The couple of picture I found on the web show no evidence of the presents of knockouts on the west side of the arch near the south end.

Mind you the arch vault is composed of 4 X 72 precast concrete segments of witch any group of lower segments can be removed and replaced to accommodate an entrance passageway.

by Sand Box John on Jan 23, 2013 11:48 pm • linkreport

Sand Box John, the "knock-out panel" looks just like any other end of any other underground platform. The key is that there's air behind the wall rather than earth. When the station was built, the space that's now behind the wall was excavated in anticipation of adding a new entrance in the future.
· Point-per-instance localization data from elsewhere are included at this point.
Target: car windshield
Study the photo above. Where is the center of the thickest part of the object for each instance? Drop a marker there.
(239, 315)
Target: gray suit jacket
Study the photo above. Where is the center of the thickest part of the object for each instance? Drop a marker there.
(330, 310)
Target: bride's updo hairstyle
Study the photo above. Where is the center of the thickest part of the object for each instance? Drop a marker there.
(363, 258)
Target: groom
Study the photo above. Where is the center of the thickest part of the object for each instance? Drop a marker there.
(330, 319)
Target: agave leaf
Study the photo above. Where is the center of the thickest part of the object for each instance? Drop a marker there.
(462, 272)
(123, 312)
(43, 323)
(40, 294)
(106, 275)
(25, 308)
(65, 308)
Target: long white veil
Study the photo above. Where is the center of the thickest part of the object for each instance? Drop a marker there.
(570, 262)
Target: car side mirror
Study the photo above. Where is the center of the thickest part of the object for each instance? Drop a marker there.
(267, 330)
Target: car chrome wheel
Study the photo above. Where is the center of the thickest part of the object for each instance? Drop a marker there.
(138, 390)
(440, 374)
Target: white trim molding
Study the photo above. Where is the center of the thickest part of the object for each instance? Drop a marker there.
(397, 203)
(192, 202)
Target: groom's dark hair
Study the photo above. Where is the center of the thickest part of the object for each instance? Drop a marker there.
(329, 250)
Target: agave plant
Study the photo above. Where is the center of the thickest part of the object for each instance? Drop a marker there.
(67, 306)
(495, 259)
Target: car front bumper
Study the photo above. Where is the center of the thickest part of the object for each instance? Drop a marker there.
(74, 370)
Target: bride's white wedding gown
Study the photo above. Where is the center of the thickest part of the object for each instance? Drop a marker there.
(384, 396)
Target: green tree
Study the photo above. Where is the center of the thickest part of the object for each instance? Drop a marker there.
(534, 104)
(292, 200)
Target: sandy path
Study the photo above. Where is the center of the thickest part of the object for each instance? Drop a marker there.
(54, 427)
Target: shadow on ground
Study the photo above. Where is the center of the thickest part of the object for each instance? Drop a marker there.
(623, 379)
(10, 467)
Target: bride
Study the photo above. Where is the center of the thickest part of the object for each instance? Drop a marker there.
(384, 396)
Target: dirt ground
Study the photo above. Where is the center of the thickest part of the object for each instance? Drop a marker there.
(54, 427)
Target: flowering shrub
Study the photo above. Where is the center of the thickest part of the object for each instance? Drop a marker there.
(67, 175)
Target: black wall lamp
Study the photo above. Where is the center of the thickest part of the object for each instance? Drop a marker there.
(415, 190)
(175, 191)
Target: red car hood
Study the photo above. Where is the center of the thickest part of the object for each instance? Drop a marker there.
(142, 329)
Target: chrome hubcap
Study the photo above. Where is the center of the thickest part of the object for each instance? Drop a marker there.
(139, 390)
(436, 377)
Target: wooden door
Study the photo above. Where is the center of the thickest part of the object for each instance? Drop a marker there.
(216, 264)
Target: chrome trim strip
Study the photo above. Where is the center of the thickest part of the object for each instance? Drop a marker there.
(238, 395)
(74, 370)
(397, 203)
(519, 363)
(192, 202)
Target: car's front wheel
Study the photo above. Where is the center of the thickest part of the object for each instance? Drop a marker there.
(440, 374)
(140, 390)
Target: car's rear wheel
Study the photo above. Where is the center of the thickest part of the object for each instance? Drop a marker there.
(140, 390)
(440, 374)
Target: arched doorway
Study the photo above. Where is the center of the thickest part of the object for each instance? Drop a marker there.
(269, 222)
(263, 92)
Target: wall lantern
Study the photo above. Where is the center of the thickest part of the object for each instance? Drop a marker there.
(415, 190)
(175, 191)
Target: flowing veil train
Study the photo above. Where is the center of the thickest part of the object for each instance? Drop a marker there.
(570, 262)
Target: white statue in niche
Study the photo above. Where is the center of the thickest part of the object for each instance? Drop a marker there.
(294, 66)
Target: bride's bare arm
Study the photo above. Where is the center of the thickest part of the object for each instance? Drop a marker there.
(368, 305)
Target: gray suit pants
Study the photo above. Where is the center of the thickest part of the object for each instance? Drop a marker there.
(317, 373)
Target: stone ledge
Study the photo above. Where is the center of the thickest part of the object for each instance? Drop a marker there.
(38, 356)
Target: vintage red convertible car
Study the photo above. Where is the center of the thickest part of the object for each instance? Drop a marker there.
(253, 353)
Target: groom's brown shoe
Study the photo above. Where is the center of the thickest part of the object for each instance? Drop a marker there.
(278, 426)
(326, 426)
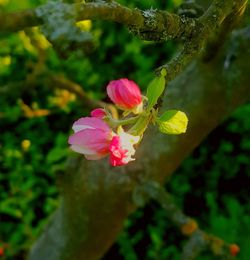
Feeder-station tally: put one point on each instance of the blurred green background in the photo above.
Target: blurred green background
(35, 121)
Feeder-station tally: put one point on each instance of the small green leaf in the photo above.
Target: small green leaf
(173, 122)
(155, 89)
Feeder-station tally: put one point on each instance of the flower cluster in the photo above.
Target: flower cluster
(103, 135)
(94, 137)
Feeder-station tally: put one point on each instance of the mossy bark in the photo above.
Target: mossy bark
(96, 199)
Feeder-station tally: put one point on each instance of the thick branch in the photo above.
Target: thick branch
(166, 24)
(97, 198)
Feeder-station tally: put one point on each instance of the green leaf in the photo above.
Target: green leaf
(155, 89)
(173, 122)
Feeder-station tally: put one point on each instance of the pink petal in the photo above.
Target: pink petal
(124, 93)
(91, 139)
(95, 156)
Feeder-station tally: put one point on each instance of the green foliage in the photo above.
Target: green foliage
(155, 90)
(211, 186)
(173, 122)
(35, 122)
The second entrance was part of some of the preliminary plans for the station but was deleted before groundbreaking to save money.

by Cavan on Jan 24, 2013 10:47 am • linkreport

Cavan, in Bethesda, the knock out panels actually do look different from the others.

by Capt. Hilts on Jan 24, 2013 10:50 am • linkreport

County Executive Ike Leggett is committed to expanding transit and committed to the Purple Line project. That’s why it was so surprising to read this post implying otherwise. Montgomery County has authorized the Maryland Transit Administration (MTA) to proceed with the design of the new entrance to the Bethesda Metro station. Both design and construction of the elevators will be paid 100 percent by Montgomery County. The bottom line is that it makes the most sense to keep the new entrance on the same schedule as the unfunded Purple Line. MTA has told the County it is fine with this approach.

Is it possible to build the entrance elevators independently of the Purple Line design? Yes – but only at significantly increased cost and greater risk. It is estimated the additional cost to the County could be $25 million. And, the County would have to absorb all possible risks associated with the structural integrity, possible temporary relocation of offices and potential damages to the Apex Building located above. This makes no sense.

The County has a finite amount of money to devote to capital projects. Setting aside money in the capital budget before it is needed only bumps other projects, such as transit or school construction, that may be ready to go.

Mr. Leggett’s commitment to the Purple Line and a new entrance to the Bethesda Metro is clear. Let’s just do it in a way that is most cost effective.